Conclusion. The presented clinical case demonstrates the difficulties of differential diagnosis of GPA with other granulomatous processes. Late diagnosis led to damage to vital organs: lungs, kidneys, deformity of the back of the nose, which, most likely, could have been avoided in case of timely diagnosis and early initiation of adequate therapy. As a result of an erroneous diagnosis at the onset of the disease, the patient underwent unjustified resection of both lungs twice. Timely diagnosis of the granulomatous process with the involvement of several pathologists as experts, including those with a torpid course of pulmonary tuberculosis, significantly improves the prognosis of patients and avoids fatal complications.
PHARMACOTHERAPY
Musculoskeletal pain syndromes are one of the most common causes of temporary disability, they are often associated with a significant decrease in the quality of life of patients.

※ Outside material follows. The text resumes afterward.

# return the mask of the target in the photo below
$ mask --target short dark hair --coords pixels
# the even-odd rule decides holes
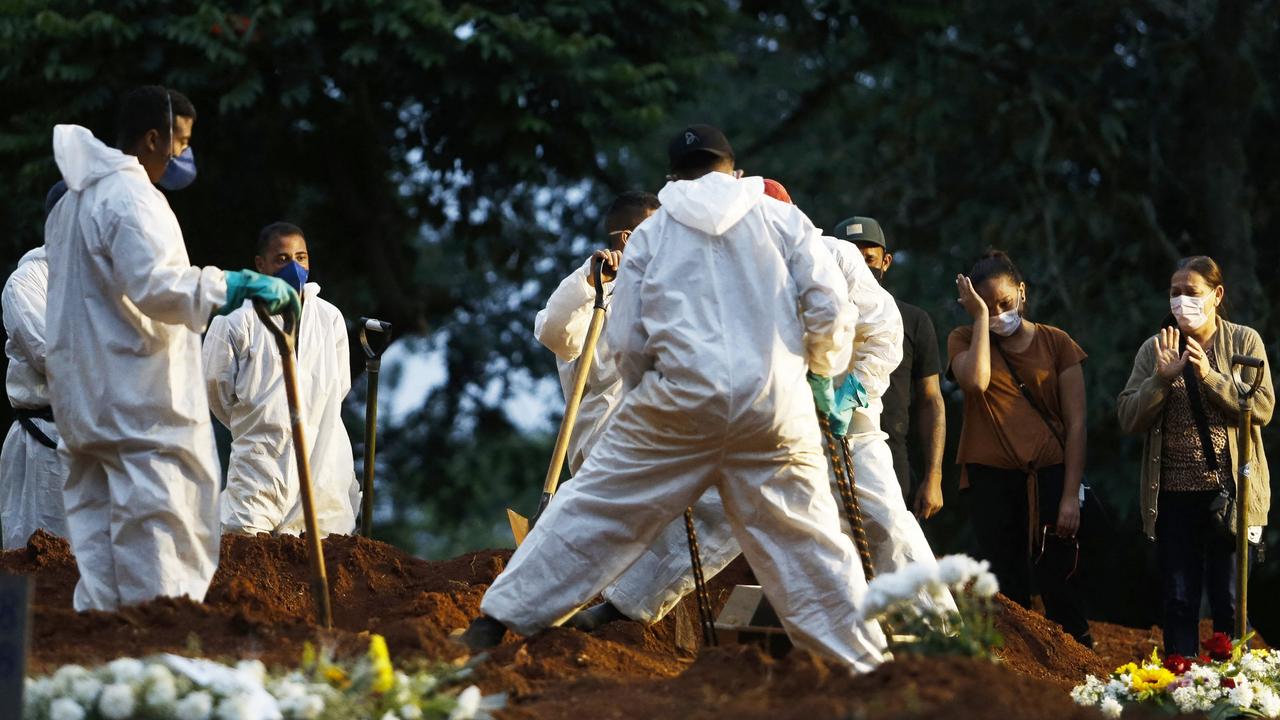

Due to the peculiarities of biomechanics (significant physical exertion experienced throughout life, a large volume of movements in various directions), the lumbar spine is especially vulnerable, the lesion of which is often associated with the development of lumbar pain (PB). The mechanisms of formation of PB are diverse, however, as a rule, inflammation is the basis of the pain syndrome. The results of modern studies have convincingly demonstrated the presence of imaging and biochemical markers of the inflammatory process in the area of altered spinal structures, in particular, in intervertebral discs and arch-process joints. There are reasons to believe that it is the focus of inflammation that can be the source of pain, although in the future the role of the active inflammatory process may become less important, and other mechanisms are involved in maintaining pain and other clinical manifestations. In this regard, drugs should be chosen for the treatment of patients with PB, depending on the predominant action - analgesic or anti-inflammatory. In the article, along with the main mechanisms of the occurrence and persistence of PB, modern approaches to the treatment of such patients are considered. The undoubted validity of the use of nonsteroidal anti-inflammatory drugs (NSAIDs) for the treatment of patients with PB is noted. Their most significant clinical effects are noted, which may be useful in the treatment of patients with PB. The features of side effects associated with the use of NSAIDs, including those from the gastrointestinal tract and the cardiovascular system, are considered. Information is provided on the results of studies devoted to the study of the efficacy and safety of dexketoprofen (Dexonal®, Binnopharm Group) in the treatment of patients with PB. The undoubted positive properties of the drug are noted (rapid development of action with a powerful analgesic effect and a favorable safety profile) Dexonal®.